Not everyone is convinced. The American physicists Philip Anderson and Elihu Abrahams wrote a letter to the journal Science in 2009 accusing both King's and Lipson's groups of being "seriously mistaken about the nature of the scientific enterprise". They argued that even if machines contribute to what the philosopher Thomas Kuhn called "normal science", they could never transform science by discovering new physical laws – maintaining that in Lipson's research on pendula motion the "relevant physical law and variables are known in advance".
King acknowledges the limitations of machines, pointing out that even if a robot successfully carries out experiments, it doesn't know why it's doing so. He adds that he and his colleagues wanted to include Adam and Eve as authors on their papers, but were told they couldn't because the robots wouldn't be able to give their informed consent. Nevertheless, he believes that intelligent robots are set to become more commonplace in science, thanks to the ever-increasing power of computers, improved algorithms and more advanced robotics. "They are getting better, while humans remain the same", he says. "I don't see any reason why these trends aren't going to continue".

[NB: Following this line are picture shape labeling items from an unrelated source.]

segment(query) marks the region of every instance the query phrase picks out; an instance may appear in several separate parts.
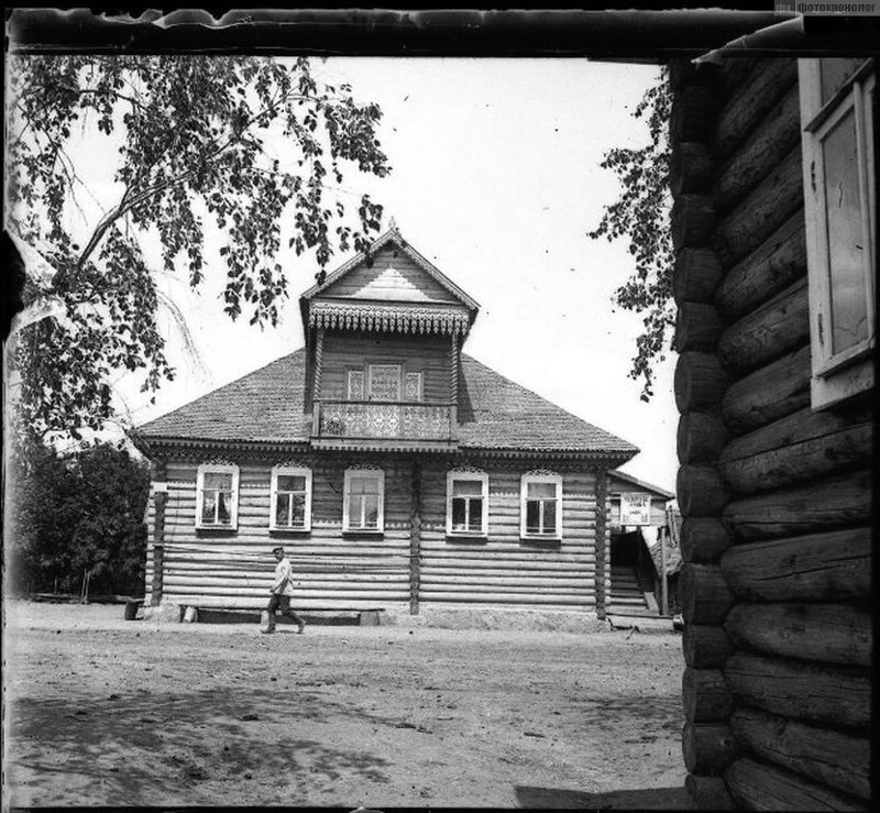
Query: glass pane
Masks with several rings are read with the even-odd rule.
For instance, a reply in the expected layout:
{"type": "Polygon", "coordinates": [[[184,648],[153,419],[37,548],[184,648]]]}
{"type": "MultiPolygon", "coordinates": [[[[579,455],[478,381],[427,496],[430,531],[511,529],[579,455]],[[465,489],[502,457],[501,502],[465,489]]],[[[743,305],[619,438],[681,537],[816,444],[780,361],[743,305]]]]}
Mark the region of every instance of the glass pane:
{"type": "Polygon", "coordinates": [[[231,502],[229,494],[221,492],[217,495],[217,521],[221,525],[229,525],[230,523],[229,505],[231,502]]]}
{"type": "Polygon", "coordinates": [[[554,499],[543,504],[543,531],[544,534],[557,532],[557,504],[554,499]]]}
{"type": "Polygon", "coordinates": [[[278,494],[278,502],[275,504],[275,525],[287,525],[289,508],[290,495],[278,494]]]}
{"type": "Polygon", "coordinates": [[[464,517],[466,509],[466,501],[453,499],[452,501],[452,529],[464,530],[464,517]]]}
{"type": "Polygon", "coordinates": [[[232,491],[232,474],[230,472],[205,472],[205,487],[232,491]]]}
{"type": "Polygon", "coordinates": [[[861,233],[856,117],[850,110],[823,142],[828,267],[832,290],[832,353],[868,338],[868,295],[861,233]]]}
{"type": "Polygon", "coordinates": [[[453,480],[452,495],[455,497],[483,496],[483,482],[480,480],[453,480]]]}
{"type": "Polygon", "coordinates": [[[289,499],[292,499],[294,504],[290,525],[294,528],[302,528],[306,525],[306,495],[294,494],[289,499]]]}
{"type": "Polygon", "coordinates": [[[364,499],[364,528],[378,528],[378,497],[366,496],[364,499]]]}
{"type": "Polygon", "coordinates": [[[557,496],[556,483],[529,483],[528,497],[554,499],[557,496]]]}
{"type": "Polygon", "coordinates": [[[820,59],[820,74],[822,76],[822,103],[824,105],[839,90],[846,80],[856,73],[865,59],[859,58],[834,58],[820,59]]]}
{"type": "Polygon", "coordinates": [[[540,502],[537,499],[529,499],[526,503],[526,532],[540,534],[540,502]]]}
{"type": "Polygon", "coordinates": [[[217,505],[217,493],[206,491],[201,501],[201,521],[206,525],[213,524],[213,509],[217,505]]]}
{"type": "Polygon", "coordinates": [[[468,508],[470,530],[483,530],[483,501],[471,499],[468,508]]]}
{"type": "Polygon", "coordinates": [[[306,477],[301,474],[279,474],[278,491],[306,491],[306,477]]]}

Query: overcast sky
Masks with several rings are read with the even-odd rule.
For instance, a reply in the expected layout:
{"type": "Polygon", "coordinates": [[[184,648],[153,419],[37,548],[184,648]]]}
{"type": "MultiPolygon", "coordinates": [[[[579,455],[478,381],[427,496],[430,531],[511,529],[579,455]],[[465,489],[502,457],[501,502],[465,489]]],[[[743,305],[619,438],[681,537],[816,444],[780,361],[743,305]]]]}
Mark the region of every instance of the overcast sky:
{"type": "MultiPolygon", "coordinates": [[[[673,360],[658,369],[656,396],[642,403],[641,385],[627,376],[640,318],[610,300],[630,255],[623,243],[586,237],[619,191],[598,166],[604,152],[647,143],[631,111],[659,68],[582,58],[332,58],[316,73],[350,81],[359,101],[381,106],[393,172],[350,174],[345,187],[353,199],[366,190],[384,204],[383,230],[393,216],[404,238],[480,303],[464,352],[635,443],[641,453],[624,471],[674,491],[673,360]]],[[[117,382],[135,422],[302,345],[297,299],[317,267],[293,252],[280,261],[292,298],[275,330],[231,322],[210,285],[194,295],[183,276],[163,284],[204,367],[187,362],[164,317],[180,374],[155,406],[134,382],[117,382]]]]}

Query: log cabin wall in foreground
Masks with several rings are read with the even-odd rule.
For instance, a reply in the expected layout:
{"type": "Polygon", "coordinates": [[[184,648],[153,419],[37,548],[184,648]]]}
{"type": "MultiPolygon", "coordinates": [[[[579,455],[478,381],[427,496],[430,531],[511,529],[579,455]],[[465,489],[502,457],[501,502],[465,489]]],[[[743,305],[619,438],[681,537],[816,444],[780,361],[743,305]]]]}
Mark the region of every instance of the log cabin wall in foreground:
{"type": "Polygon", "coordinates": [[[688,788],[867,809],[872,414],[811,407],[798,64],[670,80],[688,788]]]}

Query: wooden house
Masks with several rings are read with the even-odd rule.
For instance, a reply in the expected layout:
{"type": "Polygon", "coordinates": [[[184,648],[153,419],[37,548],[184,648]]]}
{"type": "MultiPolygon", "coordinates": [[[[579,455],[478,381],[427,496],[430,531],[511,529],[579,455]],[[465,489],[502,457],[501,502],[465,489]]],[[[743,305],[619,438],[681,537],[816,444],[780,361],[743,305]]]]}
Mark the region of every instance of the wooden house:
{"type": "Polygon", "coordinates": [[[875,63],[670,77],[688,787],[867,810],[875,63]]]}
{"type": "Polygon", "coordinates": [[[298,608],[604,618],[636,447],[464,354],[476,303],[396,227],[300,309],[305,348],[141,427],[147,605],[263,606],[283,543],[298,608]]]}

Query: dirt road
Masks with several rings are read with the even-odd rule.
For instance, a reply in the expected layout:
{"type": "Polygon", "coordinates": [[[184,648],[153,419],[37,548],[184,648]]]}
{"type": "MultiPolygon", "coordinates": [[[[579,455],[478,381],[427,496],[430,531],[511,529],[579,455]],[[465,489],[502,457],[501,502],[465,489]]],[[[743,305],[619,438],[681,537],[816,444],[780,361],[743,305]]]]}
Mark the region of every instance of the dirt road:
{"type": "Polygon", "coordinates": [[[678,635],[122,615],[7,607],[13,805],[514,807],[684,781],[678,635]]]}

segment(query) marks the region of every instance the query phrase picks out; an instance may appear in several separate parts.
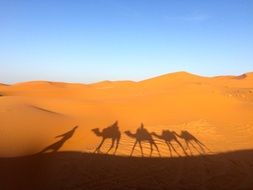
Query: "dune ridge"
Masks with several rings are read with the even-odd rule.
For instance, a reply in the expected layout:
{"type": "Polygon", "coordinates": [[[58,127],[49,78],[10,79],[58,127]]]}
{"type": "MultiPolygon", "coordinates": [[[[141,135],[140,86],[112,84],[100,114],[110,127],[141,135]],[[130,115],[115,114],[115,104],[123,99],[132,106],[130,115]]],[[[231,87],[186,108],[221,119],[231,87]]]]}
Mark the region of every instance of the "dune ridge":
{"type": "MultiPolygon", "coordinates": [[[[139,82],[94,84],[34,81],[0,86],[0,94],[0,156],[38,152],[76,125],[77,132],[61,150],[94,151],[101,139],[91,129],[115,120],[122,132],[119,155],[130,154],[134,143],[123,132],[136,131],[141,122],[158,134],[188,130],[216,153],[253,147],[252,72],[218,77],[177,72],[139,82]],[[36,146],[29,152],[31,144],[36,146]]],[[[109,141],[103,151],[108,146],[109,141]]],[[[168,147],[159,147],[168,156],[168,147]]],[[[147,155],[148,145],[144,149],[147,155]]]]}

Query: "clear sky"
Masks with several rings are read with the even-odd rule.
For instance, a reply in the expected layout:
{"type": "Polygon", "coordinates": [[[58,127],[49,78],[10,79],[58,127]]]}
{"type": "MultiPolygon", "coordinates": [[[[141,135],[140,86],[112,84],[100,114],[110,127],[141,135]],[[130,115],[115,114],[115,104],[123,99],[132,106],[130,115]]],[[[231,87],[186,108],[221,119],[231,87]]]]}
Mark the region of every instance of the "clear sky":
{"type": "Polygon", "coordinates": [[[253,71],[252,0],[0,0],[0,82],[253,71]]]}

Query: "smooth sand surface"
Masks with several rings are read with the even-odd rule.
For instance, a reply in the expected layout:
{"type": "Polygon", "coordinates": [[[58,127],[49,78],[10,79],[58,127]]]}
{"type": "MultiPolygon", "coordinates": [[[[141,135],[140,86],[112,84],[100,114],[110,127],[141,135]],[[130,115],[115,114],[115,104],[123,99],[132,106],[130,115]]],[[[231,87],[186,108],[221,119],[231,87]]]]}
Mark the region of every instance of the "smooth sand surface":
{"type": "Polygon", "coordinates": [[[58,152],[0,158],[4,190],[251,190],[253,151],[181,158],[58,152]]]}
{"type": "MultiPolygon", "coordinates": [[[[202,77],[178,72],[140,82],[0,84],[1,157],[40,152],[76,125],[78,129],[60,151],[93,152],[101,138],[91,129],[103,129],[116,120],[122,132],[117,155],[130,154],[135,140],[123,132],[135,132],[141,122],[158,134],[167,129],[178,134],[187,130],[206,145],[206,154],[251,149],[253,73],[202,77]]],[[[161,155],[170,156],[164,141],[154,140],[161,155]]],[[[183,139],[178,140],[186,147],[183,139]]],[[[180,146],[172,144],[183,156],[180,146]]],[[[107,140],[101,150],[109,146],[107,140]]],[[[143,146],[148,156],[149,144],[143,146]]],[[[191,149],[193,155],[199,155],[191,149]]],[[[137,146],[134,156],[140,155],[137,146]]],[[[154,156],[158,156],[156,151],[154,156]]]]}

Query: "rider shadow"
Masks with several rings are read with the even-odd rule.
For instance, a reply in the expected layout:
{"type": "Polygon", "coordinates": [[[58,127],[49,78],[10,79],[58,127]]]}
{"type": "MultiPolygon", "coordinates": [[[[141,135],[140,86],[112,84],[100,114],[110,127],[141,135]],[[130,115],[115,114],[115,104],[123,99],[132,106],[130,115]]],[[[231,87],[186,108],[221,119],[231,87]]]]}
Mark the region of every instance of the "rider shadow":
{"type": "Polygon", "coordinates": [[[173,143],[176,143],[183,151],[183,153],[188,156],[185,148],[183,147],[183,145],[180,143],[180,141],[177,139],[177,135],[174,131],[170,131],[170,130],[163,130],[162,133],[159,135],[155,132],[151,133],[153,136],[155,136],[158,139],[161,139],[165,142],[165,144],[168,146],[169,148],[169,152],[170,152],[170,157],[173,157],[173,152],[176,153],[178,156],[181,156],[179,154],[179,152],[176,150],[176,148],[174,147],[173,143]]]}
{"type": "Polygon", "coordinates": [[[99,128],[92,129],[93,133],[95,133],[96,136],[102,137],[102,140],[96,150],[94,151],[95,153],[101,153],[100,149],[103,146],[104,142],[106,139],[111,139],[112,144],[108,151],[106,152],[107,154],[114,148],[115,142],[116,142],[116,147],[114,150],[113,154],[116,154],[118,147],[119,147],[119,142],[121,138],[121,132],[119,130],[118,126],[118,121],[110,125],[109,127],[104,128],[102,131],[99,130],[99,128]]]}
{"type": "Polygon", "coordinates": [[[129,136],[130,138],[135,139],[135,143],[132,148],[130,156],[133,155],[136,145],[139,144],[140,149],[141,149],[141,155],[143,157],[144,154],[143,154],[143,148],[142,148],[141,143],[147,141],[150,144],[150,157],[152,156],[152,153],[153,153],[153,146],[156,148],[159,156],[161,157],[158,146],[156,145],[151,133],[149,133],[148,130],[144,128],[143,124],[141,124],[141,126],[136,130],[136,133],[132,133],[131,131],[125,131],[125,134],[129,136]]]}
{"type": "Polygon", "coordinates": [[[65,144],[65,142],[67,140],[69,140],[75,133],[76,129],[78,128],[78,126],[75,126],[73,129],[71,129],[70,131],[62,134],[62,135],[59,135],[59,136],[56,136],[55,138],[60,138],[62,137],[59,141],[47,146],[46,148],[44,148],[42,151],[40,151],[39,153],[42,154],[42,153],[45,153],[45,152],[48,152],[48,151],[51,151],[51,152],[57,152],[60,150],[60,148],[65,144]]]}
{"type": "Polygon", "coordinates": [[[186,130],[181,131],[180,135],[178,134],[176,135],[185,141],[186,147],[189,149],[191,155],[193,155],[191,147],[193,147],[201,155],[206,154],[206,150],[211,152],[206,147],[206,145],[204,145],[200,140],[198,140],[195,136],[193,136],[191,133],[189,133],[186,130]]]}

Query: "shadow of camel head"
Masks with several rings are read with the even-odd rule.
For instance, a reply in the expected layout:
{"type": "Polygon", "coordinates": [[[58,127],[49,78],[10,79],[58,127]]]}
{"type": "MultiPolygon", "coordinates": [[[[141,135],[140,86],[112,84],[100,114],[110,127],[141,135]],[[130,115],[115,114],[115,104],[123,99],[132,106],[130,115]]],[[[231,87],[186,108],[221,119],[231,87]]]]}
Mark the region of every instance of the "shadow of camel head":
{"type": "Polygon", "coordinates": [[[99,128],[94,128],[94,129],[91,129],[91,131],[93,131],[93,132],[97,132],[97,131],[99,131],[99,128]]]}

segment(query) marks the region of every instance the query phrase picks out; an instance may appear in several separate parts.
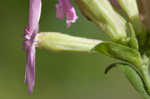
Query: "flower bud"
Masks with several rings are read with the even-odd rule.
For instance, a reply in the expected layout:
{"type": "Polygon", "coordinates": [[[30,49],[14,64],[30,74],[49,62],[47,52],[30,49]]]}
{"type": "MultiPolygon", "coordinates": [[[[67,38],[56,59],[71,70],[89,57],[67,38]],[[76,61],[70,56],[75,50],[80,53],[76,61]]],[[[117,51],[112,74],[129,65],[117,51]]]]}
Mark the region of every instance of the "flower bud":
{"type": "Polygon", "coordinates": [[[116,42],[127,41],[127,22],[108,0],[76,0],[81,12],[116,42]]]}

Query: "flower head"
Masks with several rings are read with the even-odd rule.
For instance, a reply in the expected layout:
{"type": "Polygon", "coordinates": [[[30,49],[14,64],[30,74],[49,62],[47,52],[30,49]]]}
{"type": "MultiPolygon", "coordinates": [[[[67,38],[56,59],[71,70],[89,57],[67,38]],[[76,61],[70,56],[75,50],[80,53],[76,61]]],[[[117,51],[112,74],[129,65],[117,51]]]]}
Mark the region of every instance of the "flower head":
{"type": "Polygon", "coordinates": [[[114,7],[120,9],[120,5],[118,4],[118,1],[117,1],[117,0],[109,0],[109,1],[112,3],[112,5],[113,5],[114,7]]]}
{"type": "Polygon", "coordinates": [[[30,0],[29,22],[25,28],[24,49],[27,53],[25,72],[25,83],[28,84],[28,92],[31,94],[35,85],[35,38],[38,33],[39,20],[41,15],[41,0],[30,0]]]}
{"type": "Polygon", "coordinates": [[[70,27],[71,23],[77,20],[77,15],[74,7],[69,0],[59,0],[56,4],[56,17],[63,19],[66,17],[66,25],[70,27]]]}

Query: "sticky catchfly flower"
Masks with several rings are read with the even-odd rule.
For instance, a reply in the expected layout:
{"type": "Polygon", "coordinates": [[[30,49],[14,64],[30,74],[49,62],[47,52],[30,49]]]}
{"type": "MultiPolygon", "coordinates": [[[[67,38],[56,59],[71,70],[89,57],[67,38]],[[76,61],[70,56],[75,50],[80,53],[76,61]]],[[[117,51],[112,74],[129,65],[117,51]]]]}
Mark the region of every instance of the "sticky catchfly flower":
{"type": "Polygon", "coordinates": [[[25,83],[28,84],[28,92],[31,94],[35,85],[35,37],[38,33],[41,16],[41,0],[30,0],[29,22],[25,28],[24,49],[27,53],[25,83]]]}
{"type": "Polygon", "coordinates": [[[77,15],[74,7],[70,3],[70,0],[59,0],[56,4],[56,17],[63,19],[66,17],[66,25],[70,27],[71,23],[77,20],[77,15]]]}

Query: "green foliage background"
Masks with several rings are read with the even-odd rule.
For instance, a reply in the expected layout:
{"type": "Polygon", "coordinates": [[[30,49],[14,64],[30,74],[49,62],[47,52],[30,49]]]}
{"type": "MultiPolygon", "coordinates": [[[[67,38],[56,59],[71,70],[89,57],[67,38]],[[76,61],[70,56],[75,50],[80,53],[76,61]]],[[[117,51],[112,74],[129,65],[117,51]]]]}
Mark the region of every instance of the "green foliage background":
{"type": "MultiPolygon", "coordinates": [[[[65,21],[55,17],[57,0],[42,1],[40,31],[108,40],[79,11],[77,22],[66,29],[65,21]]],[[[37,50],[36,87],[28,95],[22,47],[27,22],[28,0],[1,0],[0,99],[141,99],[118,69],[104,75],[104,69],[113,59],[102,54],[56,53],[44,49],[37,50]]]]}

Based in Rome, Edwin Cartlidge writes for Science and Nature.
- Machine learning: The development of algorithms capable of learning how to solve given problems by themselves (recognition, classification, prediction, translation, etc.)
- Supervised learning: The training of algorithms with pre-labelled material (e.g., data pairs linking an object's properties to a certain category). The algorithm builds a model capable of categorising new, unlabelled objects.
- Unsupervised learning: The employment of algorithms to look for structure in data but without initial training.
- Reinforcement learning: The rewarding of algorithms for generating results. The algorithm aims to maximise its rewards. A classic application of this kind of AI is computer chess.
- Neural network: A computer model based on the interconnection of a large number of artificial neurons to mimic the architecture of the brain. The network analyses an object so as to recombine its properties into increasingly complex and abstract representations, which can then be used to classify it, for example. Neural networks learn by testing new combinations.